Brothers and sisters, we can take comfort and ground our faith in the fact that we are his cause!  We were Jesus’ cause in life two thousand years ago when he went to the cross, offering himself as a sacrifice for our sins, and we are still just as much his cause now that our redemption is accomplished—even in our suffering.  We were his cause when he made it possible for us to live as light in the darkness and we continue to be his cause as we live as his light—as he works in us graciously to kindle our light so that it will shine brighter.

Every Sunday should be a reminder to us of this reality.  As we gather to celebrate the Resurrection—that’s what every Sunday is—he comes to us as our Good Shepherd in Word and Sacrament.  He, the eternal Word of God, speaks to us as we hear his Word read to us in the Scriptures and explained from the pulpit and as he graciously invites us to his Table to partake of his Body and Blood shed for us.

Jesus said, “I am the good shepherd.  I know my own and my own know me.”  Those words are fulfilled as he speaks to us from the Scriptures, where he reveals himself, his ways, and his truths to us.  And yet what we do here on Sunday in hearing God’s Word, sets an example that we should all be following daily ourselves as we steep ourselves in the Scriptures.  No day should pass without our reading at least a short passage of Scripture—without our hearing the Shepherd’s voice.  Father Parsch put it beautifully: “As often as we read the Bible, we should feel like sheep of the flock, lying at the feet of the Good Shepherd.  He knows me, and it is my desire to learn to know Him better and better.”  Can you say that yourself?

But at his Table—in the Holy Communion—our Shepherd makes himself known in an even deeper way.  The Word gives us knowledge of God, his ways, and his will, but the Sacrament applies the grace of the Word in a deeply significant way.  The Holy Communion reminds us that our knowledge of God isn’t just head-knowledge—not just knowing about him.  It reminds us that we knowhim personally—that we’re mystically united to him, our spirits to his Spirit.  He says, “He that eats my flesh and drinks my blood, abides in me, and I in him.”  By his shed Body and Blood he unites us with himself in loving fellowship and so as we come to his Table we should feel ourselves truly the sheep of his pasture.  He feeds us here—feeds us with his grace—so let his grace kindle your light so that it shines brightly.  Let him be your shepherd.  Follow him even though it means taking up your cross.
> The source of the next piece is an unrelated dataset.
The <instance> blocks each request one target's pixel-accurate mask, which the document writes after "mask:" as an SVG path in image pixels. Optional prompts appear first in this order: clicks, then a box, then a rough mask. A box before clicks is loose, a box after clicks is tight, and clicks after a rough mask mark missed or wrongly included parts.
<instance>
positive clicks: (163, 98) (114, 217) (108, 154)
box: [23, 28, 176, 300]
Pursue holiness even though it means sufferings.  And let your light burn brightly for the world to see.

Let us pray: “Almighty God, who gave your only Son to be for us both a sacrifice for sin and an example of godly life; give us grace that we may always receive with thankfulness the immeasurable benefit of his sacrifice, and also daily endeavour to follow in the blessed steps of his most holy life; through Jesus Christ our Lord.  Amen.”